In the pagan era up to the ninth century the situation in Bohemia (and perhaps also in Moravia and among the Western Slavs as a whole) was characterised by a certain division of power between the people and the princes. Fundamentally, the princes were elected, and thus deposable. The Slavic princes were at first under the cultural influence of the Avar empire, then gradually came into contact with the Frankish aristocracy, which was already Christian. The Slavic princes started to be attracted by the culture of Christianity, but this culture was not yet acceptable for their people. Some princes could therefore, at the most, accept Christianity as a “private” religion. This was the first stage of Christianisation, documented more in Moravia than in Bohemia.
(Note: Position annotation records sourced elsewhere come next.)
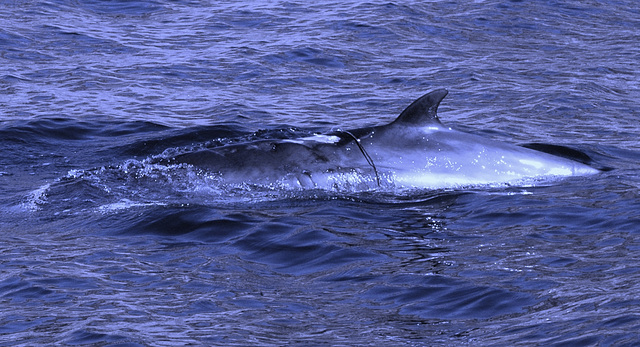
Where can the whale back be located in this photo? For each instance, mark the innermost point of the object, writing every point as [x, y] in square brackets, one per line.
[423, 111]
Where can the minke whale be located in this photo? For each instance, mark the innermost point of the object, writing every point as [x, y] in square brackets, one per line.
[414, 151]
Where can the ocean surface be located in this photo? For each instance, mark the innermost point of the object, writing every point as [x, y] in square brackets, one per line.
[100, 245]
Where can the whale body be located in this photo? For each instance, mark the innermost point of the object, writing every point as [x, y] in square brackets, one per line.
[415, 151]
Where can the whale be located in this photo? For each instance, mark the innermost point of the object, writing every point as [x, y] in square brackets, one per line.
[415, 150]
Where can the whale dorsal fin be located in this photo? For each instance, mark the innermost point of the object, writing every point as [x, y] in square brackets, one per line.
[423, 110]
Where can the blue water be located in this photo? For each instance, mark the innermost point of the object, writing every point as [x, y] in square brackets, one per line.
[99, 246]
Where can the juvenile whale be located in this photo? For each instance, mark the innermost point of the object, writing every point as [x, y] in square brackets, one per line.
[415, 150]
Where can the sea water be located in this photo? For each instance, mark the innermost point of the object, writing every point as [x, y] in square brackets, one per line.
[100, 246]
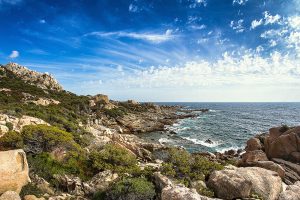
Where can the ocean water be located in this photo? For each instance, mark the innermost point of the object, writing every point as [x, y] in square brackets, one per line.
[226, 125]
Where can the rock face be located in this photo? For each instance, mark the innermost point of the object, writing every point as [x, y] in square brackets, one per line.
[44, 81]
[227, 184]
[284, 145]
[13, 170]
[263, 182]
[18, 123]
[10, 195]
[292, 192]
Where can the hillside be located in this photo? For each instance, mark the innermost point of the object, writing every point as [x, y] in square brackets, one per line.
[87, 147]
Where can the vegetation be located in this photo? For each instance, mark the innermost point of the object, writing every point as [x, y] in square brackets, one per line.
[132, 189]
[114, 158]
[186, 167]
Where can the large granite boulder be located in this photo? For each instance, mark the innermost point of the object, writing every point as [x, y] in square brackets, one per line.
[13, 170]
[228, 184]
[284, 145]
[179, 192]
[253, 144]
[10, 195]
[263, 182]
[292, 192]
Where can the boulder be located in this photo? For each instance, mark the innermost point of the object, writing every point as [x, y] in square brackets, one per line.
[292, 192]
[100, 182]
[234, 183]
[253, 156]
[13, 170]
[282, 145]
[161, 181]
[33, 197]
[253, 144]
[179, 192]
[10, 195]
[228, 184]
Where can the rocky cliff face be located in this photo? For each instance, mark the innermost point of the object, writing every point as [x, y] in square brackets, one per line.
[41, 80]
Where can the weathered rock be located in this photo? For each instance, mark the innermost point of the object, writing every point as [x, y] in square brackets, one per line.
[44, 81]
[253, 156]
[161, 181]
[264, 182]
[292, 170]
[179, 192]
[13, 170]
[268, 165]
[282, 145]
[292, 192]
[100, 182]
[228, 184]
[253, 144]
[10, 195]
[33, 197]
[18, 123]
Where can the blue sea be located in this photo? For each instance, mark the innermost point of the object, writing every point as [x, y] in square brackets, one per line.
[226, 125]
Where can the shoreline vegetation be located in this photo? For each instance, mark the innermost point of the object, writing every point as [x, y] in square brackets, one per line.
[88, 147]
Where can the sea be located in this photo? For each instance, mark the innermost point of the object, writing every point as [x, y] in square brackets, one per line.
[225, 126]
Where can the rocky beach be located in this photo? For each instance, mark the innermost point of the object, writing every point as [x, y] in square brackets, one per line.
[57, 145]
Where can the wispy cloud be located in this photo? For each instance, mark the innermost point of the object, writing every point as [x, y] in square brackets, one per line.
[237, 26]
[150, 37]
[14, 54]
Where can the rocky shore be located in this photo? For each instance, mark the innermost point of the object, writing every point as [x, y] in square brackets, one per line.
[56, 145]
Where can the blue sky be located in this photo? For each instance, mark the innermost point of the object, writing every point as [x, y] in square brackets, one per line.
[159, 50]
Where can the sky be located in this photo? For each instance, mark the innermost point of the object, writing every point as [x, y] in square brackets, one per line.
[159, 50]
Very little is known of Czech paganism, because of the rapid and effective Christianisation. From the later sources it may be inferred that the Czechs had the same pantheon as other Slavs. The cult relicts include, in particular, sites of pagan sacrifice, known mainly from Moravia. Two such sites have been found at Mikulčice, which was apparently the primary stronghold of the Moravians. The first site was a rectangular post enclosure with a ritual horse burial and a cemetery, in the vicinity of which various anomalies were found, such as a burial of human limbs. The enclosure was in use from the end of the eighth until at least the mid-ninth century, that is, even after the “official” conversion of Moravia. The other site of non-Christian cult at Mikulčice is defined by a ringshaped ditch in which fires used to be lit; it lies close to the buildings of Christian churches. Other pagan cult places in Moravia were found in Chotěbuz-Podbora and at Pohansko near Břeclav. The so-called “blessed pool” at Stará Kouřim was a pagan sanctuary in Bohemia. The multiple fire sites in this area bear witness to cult activities. In Prague, the most recent research has identified the existence of a sacred precinct, enclosed by a ditch, on the “acropolis” of the later castle. The rise was called Žiži, which may be related to burnt offerings. Of greater importance, however, was a stone throne which stood nearby and on which, until the end of the twelfth century, Czech princes were enthroned.